Recommendation to Exclude Bile-Duct-Cannulated Rats with Hyperbilirubinemia for Proper Conduct of Biliary Drug Excretion Studies

Hyperbilirubinemia (HB) is sometimes encountered following bile duct cannulation in rats. It possibly originates from the reduced functioning of multidrug resistance-associated protein 2 (Mrp2) and subsequent adaptive alterations in the expression of Mrp3 and the organic anion transporting polypeptides (Oatps). Our aim was to clarify the importance of excluding bile-duct-cannulated (BDC) rats with HB for proper conduct of drug excretion studies. We detected HB (serum total bilirubin concentration, TBIL≥0.20 mg/dL) in 16% of all the BDC rats prepared. The serum activities of aspartate aminotransferase, alanine aminotransferase, leucine aminopeptidase, and alkaline phosphatase were within the respective normal ranges, in the BDC rats with mild HB (TBIL, 0.20 to 0.79 mg/dL), indicating the absence of hepatic failure. In the pharmacokinetics of pravastatin, an Oatps/Mrp2 probe drug in the BDC rats, the apparent volume of distribution and the clearance were smaller in the mild HB group as compared to those in the normal group, suggesting the reduction of apparent hepatic uptake and hepatobiliary elimination. The biliary excretion (% of dose) was significantly reduced by 54%, suggesting that the biliary efflux activity via Mrp2 was reduced greater relative to metabolic activity in hepatocytes.

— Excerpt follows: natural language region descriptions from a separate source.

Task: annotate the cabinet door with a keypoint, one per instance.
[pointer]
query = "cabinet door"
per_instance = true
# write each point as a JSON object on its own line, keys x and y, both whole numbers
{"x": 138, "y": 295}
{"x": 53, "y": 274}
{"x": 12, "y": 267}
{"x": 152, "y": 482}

The serum γ-glutamyltransferase (GGT) activity correlated with TBIL and inversely correlated with biliary excretion of pravastatin, a finding which could serve as a clue to uncover the regulatory system involving cooperation between GGT and Mrp2. In conclusion, BDC rats with HB, however mild, should be excluded from drug excretion studies to avoid the risk of underestimation of the biliary excretion of drugs.